If there is ever a time to turn away from the consumerism of the holidays, this is the year to do it! Keep the gifts simple and heartfelt, embrace the time off-line, and rest in the slower pace of this season.
Make it special
Now, you may balk at the invitation to keep it simple because the pandemic ushered in a simplicity that many of us had not experienced in our adult lives: fewer places to go, fewer people to see, and less things to do. It is true — you may be tired of “keeping things simple”! Still, approaching the season as a time of simplicity will enable us to focus on the blessings we do enjoy — our health, our homes, our faith, our loved ones, even if they are afar.
Furthermore, I encourage you to think intentionally about how to make this season feel special and different than our newly adapted Covid-era routines.
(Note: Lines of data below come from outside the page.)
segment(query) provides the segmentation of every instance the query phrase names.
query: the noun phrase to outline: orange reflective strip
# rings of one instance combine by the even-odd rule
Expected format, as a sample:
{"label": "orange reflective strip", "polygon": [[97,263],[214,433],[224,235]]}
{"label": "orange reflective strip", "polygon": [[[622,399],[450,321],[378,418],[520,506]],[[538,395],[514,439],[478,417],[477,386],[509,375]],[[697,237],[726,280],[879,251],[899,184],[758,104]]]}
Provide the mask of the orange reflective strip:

Is there a new activity you could do with folks in your household, like snowshoeing or building a winter bonfire? Could you collaborate on a family scrapbook? What about a day trip to a new place that you’ve always said you would visit, but haven’t yet? You could write letters to senior citizens isolated from their families, or try a new prayer tradition. Another idea is to pull out the Advent wreath and create a dinner-time candle-lighting ritual.
Rarely do we have the opportunity to slow down and make intentional choices about how we use our time, especially during the holiday season that pulls us in countless directions. Let us choose to use the time we have this season in special ways so as to restore our spirits and celebrate the true beauty of the holidays.
In where you shop, where you spend your time, whom you support, and where you find meaning this season, look local! The pandemic has highlighted the importance of community (and hit our local communities hard), so how can you invest in that community this winter?
Support the local bookstore and mom-and-pop breakfast spot. Explore trails in your town or city. Plan day trips to sites closer to home. Enjoy warm mugs of hot cocoa with your neighbors (socially-distant!). Find a local tree farm and go all-out decorating your house or apartment for Christmas. Contact your local parish and ask about supporting individuals or families who are in need this season. When more of us will be staying closer to home over the holidays, we have the opportunity to embrace our neighbors like never before.
The holidays may look very different this year, but during this pandemic we have learned how to safely and meaningfully celebrate weddings, welcome new babies, commemorate the deaths of loved ones, connect with friends, and support those in our communities who are suffering. The upcoming holiday season will be no exception. With hopeful hearts focused on the true meaning of what we celebrate, the light of this season will shine brightly in the darkness.